Bunlar, en sondaki yaklaşık 2 hafta önce yaptığı bir konuşmadan olmak üzere Başbakan Erdoğan’ın çeşitli konuşmalardan sözleri. Bu sözlerden kendisi de imam hatip mezunu olan Erdoğan’ın, mevcut okullar arasında bir ayrım yaptığı ve imam hatip okullarını diğer okullardan üstün tuttuğu açık. MEB de aldığı bu talimatlara bağlı olarak gereğini yapıyor ve özellikle 4+4+4 yasasının uygulamaya başlamasının ardından bu okulların hem sayısını, hem olanaklarını, hem de bu okullarda öğrenci sayısını artırmak için elinden geleni yapıyor. Kadınlara ve çocuklara yönelik artan vahşete yönelik son tartışmalarda da tekrar görüldüğü üzere her toplumsal sorunu din temelli yaklaşımlarla ele alan AKP, ülkeyi kendileri için bir imam hatip cennetine dönüştürmeye çalışıyor. Bu durum hem 4+4+4 sisteminin uygulamaya geçmesinin ardından bugüne kadar yapılanlarda, hem de önümüzdeki dönem için planlamalarında görülüyor.

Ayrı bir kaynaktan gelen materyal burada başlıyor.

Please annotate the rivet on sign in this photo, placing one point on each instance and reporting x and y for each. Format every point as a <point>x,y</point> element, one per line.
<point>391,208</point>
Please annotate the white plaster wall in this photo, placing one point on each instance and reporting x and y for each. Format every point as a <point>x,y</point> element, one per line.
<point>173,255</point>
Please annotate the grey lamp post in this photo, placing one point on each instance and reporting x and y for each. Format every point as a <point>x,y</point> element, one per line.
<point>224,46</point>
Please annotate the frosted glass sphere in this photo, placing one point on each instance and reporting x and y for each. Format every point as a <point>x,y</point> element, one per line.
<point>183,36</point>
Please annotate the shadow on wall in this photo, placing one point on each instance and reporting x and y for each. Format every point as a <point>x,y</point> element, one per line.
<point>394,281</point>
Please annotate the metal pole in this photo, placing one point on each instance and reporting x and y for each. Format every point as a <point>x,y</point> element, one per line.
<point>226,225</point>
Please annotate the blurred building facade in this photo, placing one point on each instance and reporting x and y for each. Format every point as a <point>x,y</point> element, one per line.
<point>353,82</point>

MEB’in 2012-2013 eğitim öğretim yılına ait istatistiklerine göre son iki yılda toplam 1361 imam hatip ortaokulu (İHO), 317 imam hatip lisesi (İHL) açılmış. Şu anda 140 bini İHO’larda, 474 bini İHL’lerde olmak üzere yaklaşık 600 bin öğrenci bu okullarda okuyor. Bu okullara türlü teşvikle öğrencileri yönlendirmeye çalışan AKP yetinmiyor, 2014 yatırım programında da aslan payını yeni İHL’ler yapmak için ayırıyor. 2 milyar 863 milyonluk MEB yatırım bütçesinin 1 milyar 75 milyonuyla, yani yaklaşık yüzde 40’ıyla, 56 ilde 109 yeni İHL yapılması planlanıyor. İHL’ler için ayrılan bu ödenek, fen liselerinden meslek liselerine diğer tüm okul türleri için ayrılan toplam ödeneğin üstünde.

MEB yeni bir adım daha atıyor. 1 Mayıs’ta yayımlanan bir genelgeye göre, Mesleki ve Teknik Eğitim Genel Müdürlüğü’ne bağlı olarak faaliyet gösteren okul türü sayısı “Mesleki ve Teknik Anadolu Lisesi” ile “Çok Programlı Anadolu Lisesi” olmak üzere ikiye indiriliyor. Böylece bu okullar tabelada yapılan bir değişiklikle Anadolu liselerine dönüştürülürken, bu okullara da sınavla girilebilmesi koşulu getirilmiş oluyor. Peki ya girdikleri sınavda yeterli puanı alamayanlar bu okullara giremeyeceklerine göre ne yapacaklar? Genelgede dikkat çeken bir ayrıntı, yapılan değişikliklerin İHL’leri kapsamıyor olması. Yani bu durum, sınavda yeterli puanı alamayan öğrenciler için sadece İHL ve açık liselerin bir seçenek olarak dayatılması anlamına geliyor.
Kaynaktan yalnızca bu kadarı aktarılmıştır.